Why is strain also normalized to the parameters of engineering strain?

Question

I get that you normalize stress to engineering stress, so that it is independent of the cross sectional area. This means you can calculate (roughly) the stress needed to elongate the specimen to the degree you want. But why normalize the strain aswell?

I would have thought that the orginal length of the specimen does not matter. Lets say you want to make the specimen 2 mm bigger, then I would have thought that you would need the same engineering stress no matter how long the specimen is. Thus that elongation is only dependant on cross sectional area and load.

For example you have a specimen, with orginal length, of 60 mm and 100 mm and then you want (l-lo) to be 2 mm. I would have thought that it would take same amount of engineering stress. And that a 2% strain would lead to different stresses needed, since in one this means an elongation of 1.2 mm and with the other an elongation of 2 mm.

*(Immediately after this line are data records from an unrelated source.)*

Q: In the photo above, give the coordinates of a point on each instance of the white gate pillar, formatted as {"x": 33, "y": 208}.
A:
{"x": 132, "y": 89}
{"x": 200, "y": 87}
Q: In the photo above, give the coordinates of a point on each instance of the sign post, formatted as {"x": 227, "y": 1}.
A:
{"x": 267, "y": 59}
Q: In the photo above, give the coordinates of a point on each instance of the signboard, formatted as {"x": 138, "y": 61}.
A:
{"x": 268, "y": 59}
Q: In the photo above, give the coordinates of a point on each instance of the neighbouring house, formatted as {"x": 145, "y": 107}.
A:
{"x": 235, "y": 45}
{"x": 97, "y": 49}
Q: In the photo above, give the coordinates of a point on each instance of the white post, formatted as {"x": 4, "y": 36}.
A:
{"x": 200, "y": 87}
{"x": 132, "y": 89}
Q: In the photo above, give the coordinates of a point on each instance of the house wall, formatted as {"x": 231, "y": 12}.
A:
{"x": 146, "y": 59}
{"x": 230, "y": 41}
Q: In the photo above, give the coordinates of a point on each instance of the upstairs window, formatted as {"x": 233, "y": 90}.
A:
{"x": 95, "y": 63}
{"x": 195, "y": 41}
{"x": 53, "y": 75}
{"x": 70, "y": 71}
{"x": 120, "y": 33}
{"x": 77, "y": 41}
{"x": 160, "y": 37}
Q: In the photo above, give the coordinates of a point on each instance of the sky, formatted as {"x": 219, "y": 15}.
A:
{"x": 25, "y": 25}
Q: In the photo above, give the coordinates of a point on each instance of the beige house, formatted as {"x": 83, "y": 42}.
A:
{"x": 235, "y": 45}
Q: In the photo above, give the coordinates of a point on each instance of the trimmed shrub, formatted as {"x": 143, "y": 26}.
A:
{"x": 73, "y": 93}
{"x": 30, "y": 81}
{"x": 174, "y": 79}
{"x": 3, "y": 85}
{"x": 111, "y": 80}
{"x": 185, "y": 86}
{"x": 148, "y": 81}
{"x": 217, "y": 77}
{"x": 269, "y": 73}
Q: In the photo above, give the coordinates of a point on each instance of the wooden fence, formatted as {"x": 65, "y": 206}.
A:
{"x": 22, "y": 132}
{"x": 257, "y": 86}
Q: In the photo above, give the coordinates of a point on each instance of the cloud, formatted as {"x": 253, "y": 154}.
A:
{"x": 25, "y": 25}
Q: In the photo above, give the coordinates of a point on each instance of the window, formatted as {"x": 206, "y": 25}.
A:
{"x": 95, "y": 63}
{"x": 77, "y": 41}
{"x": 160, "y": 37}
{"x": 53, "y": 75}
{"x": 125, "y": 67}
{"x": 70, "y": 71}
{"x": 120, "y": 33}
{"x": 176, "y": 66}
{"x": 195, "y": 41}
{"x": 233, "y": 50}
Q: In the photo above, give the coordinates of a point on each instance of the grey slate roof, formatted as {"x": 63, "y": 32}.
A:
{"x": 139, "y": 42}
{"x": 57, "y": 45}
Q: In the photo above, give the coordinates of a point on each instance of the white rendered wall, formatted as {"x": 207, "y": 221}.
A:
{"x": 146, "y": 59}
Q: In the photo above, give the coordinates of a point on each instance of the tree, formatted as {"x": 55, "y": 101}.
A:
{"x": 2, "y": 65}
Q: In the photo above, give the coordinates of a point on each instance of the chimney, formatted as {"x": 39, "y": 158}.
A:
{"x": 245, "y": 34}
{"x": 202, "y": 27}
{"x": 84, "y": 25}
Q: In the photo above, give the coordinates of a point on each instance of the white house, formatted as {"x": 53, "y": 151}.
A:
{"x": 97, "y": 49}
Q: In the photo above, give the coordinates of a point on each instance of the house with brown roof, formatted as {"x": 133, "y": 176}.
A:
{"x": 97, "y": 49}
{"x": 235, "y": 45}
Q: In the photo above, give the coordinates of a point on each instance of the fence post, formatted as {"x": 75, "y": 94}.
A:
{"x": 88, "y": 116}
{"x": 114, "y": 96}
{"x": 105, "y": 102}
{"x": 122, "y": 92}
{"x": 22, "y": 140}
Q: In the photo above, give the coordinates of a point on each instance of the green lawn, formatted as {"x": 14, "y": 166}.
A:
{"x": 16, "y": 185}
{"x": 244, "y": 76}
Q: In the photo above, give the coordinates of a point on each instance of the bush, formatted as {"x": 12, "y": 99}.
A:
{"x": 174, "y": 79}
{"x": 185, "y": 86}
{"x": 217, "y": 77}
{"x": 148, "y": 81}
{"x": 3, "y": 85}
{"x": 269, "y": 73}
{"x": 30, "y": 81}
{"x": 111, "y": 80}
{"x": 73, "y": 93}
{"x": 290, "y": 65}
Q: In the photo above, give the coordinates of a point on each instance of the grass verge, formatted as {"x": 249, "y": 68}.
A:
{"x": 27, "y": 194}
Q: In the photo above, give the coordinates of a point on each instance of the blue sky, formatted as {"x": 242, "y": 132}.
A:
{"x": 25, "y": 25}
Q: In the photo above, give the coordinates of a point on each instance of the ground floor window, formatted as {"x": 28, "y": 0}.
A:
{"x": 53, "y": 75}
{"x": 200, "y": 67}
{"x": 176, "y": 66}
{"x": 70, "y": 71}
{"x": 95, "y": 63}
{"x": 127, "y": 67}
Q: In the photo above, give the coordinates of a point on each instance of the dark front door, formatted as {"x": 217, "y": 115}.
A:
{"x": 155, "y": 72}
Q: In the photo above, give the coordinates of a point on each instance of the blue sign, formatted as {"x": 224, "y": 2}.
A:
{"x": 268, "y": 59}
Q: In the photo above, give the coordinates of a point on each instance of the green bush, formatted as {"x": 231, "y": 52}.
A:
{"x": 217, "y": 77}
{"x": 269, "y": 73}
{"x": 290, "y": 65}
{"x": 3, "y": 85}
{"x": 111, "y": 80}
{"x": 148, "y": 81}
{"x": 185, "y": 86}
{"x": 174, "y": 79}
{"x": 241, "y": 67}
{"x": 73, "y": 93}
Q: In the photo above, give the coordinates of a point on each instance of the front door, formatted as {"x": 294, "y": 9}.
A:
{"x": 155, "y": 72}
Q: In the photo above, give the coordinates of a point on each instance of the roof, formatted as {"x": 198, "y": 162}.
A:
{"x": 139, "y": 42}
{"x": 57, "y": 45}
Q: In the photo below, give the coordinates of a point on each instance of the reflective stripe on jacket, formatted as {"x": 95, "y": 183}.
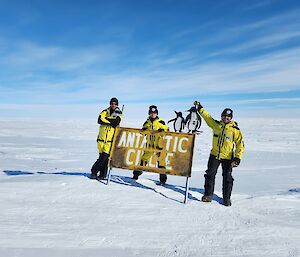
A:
{"x": 227, "y": 138}
{"x": 106, "y": 131}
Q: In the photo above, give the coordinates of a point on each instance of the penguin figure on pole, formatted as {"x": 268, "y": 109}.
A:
{"x": 193, "y": 120}
{"x": 178, "y": 122}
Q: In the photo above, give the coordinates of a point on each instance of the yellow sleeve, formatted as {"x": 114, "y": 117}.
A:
{"x": 239, "y": 144}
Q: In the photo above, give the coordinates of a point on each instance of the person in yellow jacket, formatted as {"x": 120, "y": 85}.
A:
{"x": 108, "y": 119}
{"x": 153, "y": 123}
{"x": 227, "y": 150}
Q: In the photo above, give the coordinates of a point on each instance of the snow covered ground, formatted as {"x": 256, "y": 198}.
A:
{"x": 49, "y": 207}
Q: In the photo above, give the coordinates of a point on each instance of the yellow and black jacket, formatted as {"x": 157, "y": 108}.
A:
{"x": 108, "y": 119}
{"x": 227, "y": 138}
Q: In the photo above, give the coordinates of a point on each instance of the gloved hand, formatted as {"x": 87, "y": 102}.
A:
{"x": 114, "y": 122}
{"x": 197, "y": 103}
{"x": 235, "y": 162}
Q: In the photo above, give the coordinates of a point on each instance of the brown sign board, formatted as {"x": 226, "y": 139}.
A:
{"x": 153, "y": 151}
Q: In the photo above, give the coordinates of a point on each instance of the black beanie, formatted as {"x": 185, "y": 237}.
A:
{"x": 227, "y": 112}
{"x": 114, "y": 100}
{"x": 152, "y": 109}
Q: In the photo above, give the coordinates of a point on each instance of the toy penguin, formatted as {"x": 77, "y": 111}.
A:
{"x": 179, "y": 122}
{"x": 193, "y": 120}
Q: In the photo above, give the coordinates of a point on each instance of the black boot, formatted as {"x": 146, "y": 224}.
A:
{"x": 93, "y": 175}
{"x": 227, "y": 202}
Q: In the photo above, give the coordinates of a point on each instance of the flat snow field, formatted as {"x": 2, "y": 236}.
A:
{"x": 49, "y": 206}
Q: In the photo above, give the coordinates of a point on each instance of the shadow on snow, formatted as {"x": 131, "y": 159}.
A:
{"x": 122, "y": 180}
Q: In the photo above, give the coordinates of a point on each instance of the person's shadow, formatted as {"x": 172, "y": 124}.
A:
{"x": 122, "y": 180}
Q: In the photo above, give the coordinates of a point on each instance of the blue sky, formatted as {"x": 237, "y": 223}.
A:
{"x": 68, "y": 58}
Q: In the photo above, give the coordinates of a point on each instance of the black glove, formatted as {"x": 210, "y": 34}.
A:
{"x": 235, "y": 162}
{"x": 198, "y": 105}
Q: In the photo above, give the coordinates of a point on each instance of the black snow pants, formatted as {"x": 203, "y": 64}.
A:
{"x": 212, "y": 168}
{"x": 101, "y": 165}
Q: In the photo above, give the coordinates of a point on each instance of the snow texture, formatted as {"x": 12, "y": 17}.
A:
{"x": 49, "y": 206}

Does this mean that the length of a specimen also determines how 'easily' a specimen elongates? That it more difficult to elongate a 100 mm to 102 mm than a 60 to 62 mm. Because the tensile stress-strain curve implies that to elongate a 60 mm specimen to 61.2 takes same amount of stress as elongating a specimen to 62 mm.

If the length of the specimen relates to how easily you can elongate it, does this then also explain why the gauge length should be specified when giving the percent elongation (%EL) when talking about ductility? Because most of the plastic deformation is at the neck, so not uniform and thus independant of the length of the specimen orginally.

So before necking the elongation is dependant of orginal length and engineering stress and after necking is independant of orginal length?

Answer 1

From what I understand of the question, there are three interlinked concepts that are causing confusion, each of which could be a separate question.

1. Is axial stress dependent on length of a specimen?

Axial stress is independent of length. @Wasabi's answer goes into more detail, but the core concept is that a stress of $\sigma$ on a specimen of length $L$ has the same effect on a specimen per unit length as a stress of $\sigma$ on a specimen of length $2L$, or indeed of any length.

2. Is axial strain dependent on length of a specimen?

Axial strain is independent of length. This follows from the answer to (1.) above, and from Hooke's law, specifically that

$$ \sigma = E \varepsilon $$

so that if $\sigma$ is independent of length, so must be $\varepsilon$ since they are linearly related.

3. Is axial deformation dependent on length of a specimen?

Axial deformation is dependent on length. It also depends on cross-sectional area (assuming constant cross-section) and tensile modulus. This follows from a quick and dirty derivation of the axial deformation formula. Consider a constant-cross-section tensile member of area $A$, length $L$, experiencing a uniform load $P$, with modulus $E$. The member will experience a deformation of $\delta$. Note that by definition $\varepsilon = \delta / L$ and $\sigma = P / A$.

From Hooke's law,

$$ \sigma = E \varepsilon $$

and substituting our notes gives

$$ \frac{P}{A} = E \frac{\delta}{L} \\ $$

which after some rearranging yields

$$ \delta = \frac{PL}{AE} $$

which is the equation for axial deformation of constant-cross-section tensile members. As should be obvious from the equation, axial deformation depends on length, as well as area.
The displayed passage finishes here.